He’s also been working on the Nic Cage vehicle The Sorcerer’s Apprentice and an adaption of the video game Prince of Persia: The Sands of Time starring Jake Gyllenhaal. He’s also got a few rather popular shows on tv at the moment that you might have heard of.
Recently, ComingSoon caught up with Bruckheimer to talk about the future of the Pirates franchise and how that future could affect The Lone Ranger. According to the site:
“Bruckheimer told us that for Disney, the priority is most definitely “Pirates.” “It’s a great franchise for them and for us, too,” he said. “A beloved character and Johnny’s really excited about coming back to Captain Jack. He certainly is interested in Tonto, but Disney’s priority is to get ‘Pirates’ made first. You never know what’s going to happen, but they would like it.”

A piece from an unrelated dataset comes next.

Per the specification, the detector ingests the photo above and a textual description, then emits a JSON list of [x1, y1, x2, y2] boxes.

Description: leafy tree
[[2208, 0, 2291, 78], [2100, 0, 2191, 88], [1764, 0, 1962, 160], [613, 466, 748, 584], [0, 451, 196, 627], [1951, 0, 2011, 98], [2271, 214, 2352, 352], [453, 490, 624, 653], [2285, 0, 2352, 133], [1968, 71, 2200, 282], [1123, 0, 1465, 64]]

Bruckheimer also shared that the original writers, Terry Rossio and Ted Elliot, were “writing ‘Pirates’ as we speak,” and he said it was “funny” and a “whole new way of going” although he wouldn’t share more than that.
When asked if Gore Verbinski will return to the director’s chair for the fourth Pirate’s film, Bruckheimer said that he’d “love for him to return, given his history with the franchise, but the ball is 100% in Verbinsnki’s court.”
Lone Ranger currently has a tentative release date sometime in 2012.